Recently I was using ECS on AWS with attached EFS storage, running a spikey workload. We encountered challenges with slow load times and redeployment issues, which we resolved by implementing Elastic Throughput mode for EFS.
The Problem: Slow Storage Layer
After a thorough examination, we noticed that while our ECS instance seemed to function properly during regular operations, it encountered significant challenges during redeployments. These issues manifested as prolonged load times and deployment complications. In certain cases, the ECS instance would even become trapped in a death loop, repeatedly failing health checks upon service restarts. Our investigation revealed that the root cause of these problems lay within the EFS storage layer. Specifically, the default Burst mode, which imposed throughput limitations determined by the file system's size, was leading to delays and performance bottlenecks within our application.
Bursting throughput utilization was reaching its limits.
The Solution: Elastic Throughput Mode
To address the issue, we decided to leverage Elastic Throughput mode for EFS, as recommended by AWS for workloads with unpredictable or spiky characteristics. This mode dynamically adjusts the throughput based on network traffic and the stored data volume. Further details can be found here: https://docs.aws.amazon.com/efs/latest/ug/performance.html#throughput-modes
By utilizing Elastic Throughput, we no longer encounter any "utilization warning."

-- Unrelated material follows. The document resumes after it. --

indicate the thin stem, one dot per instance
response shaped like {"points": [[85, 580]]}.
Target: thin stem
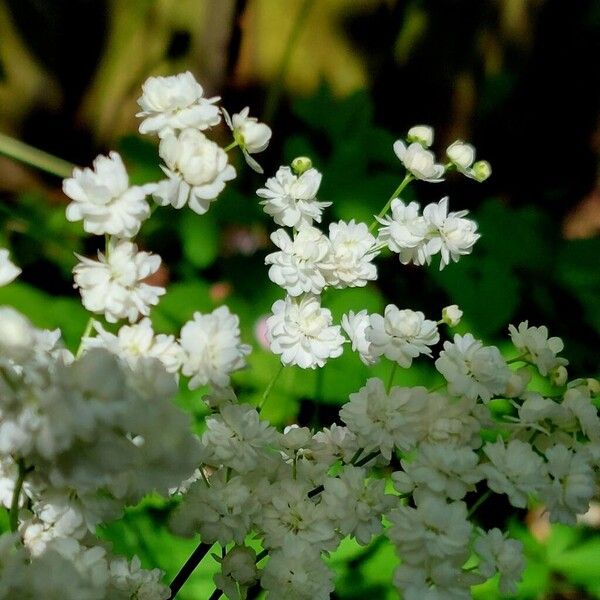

The Results: Improved Load Time and Redeployment
Upon configuring EFS to use Elastic Throughput mode, we witnessed a substantial enhancement in load and redeployment times. The ECS task now takes approximately 8 minutes to redeploy, compared to over 15 minutes previously. Additionally, the web gateway (service) restart time matches the ECS task boot time at around 2.5 minutes. We have also eliminated any issues with the health check or the ECS task terminating itself.
Conclusion - EFS Elastic Mode for the Win
We are extremely pleased with the positive outcomes resulting from the adoption of Elastic Throughput mode for EFS. It has significantly reduced our load and redeployment times by nearly half while enhancing application reliability and performance. If you are utilizing AWS ECS with EFS storage and spikey workloads, we highly recommend exploring this (Elastic Throughput) mode and experiencing the difference firsthand.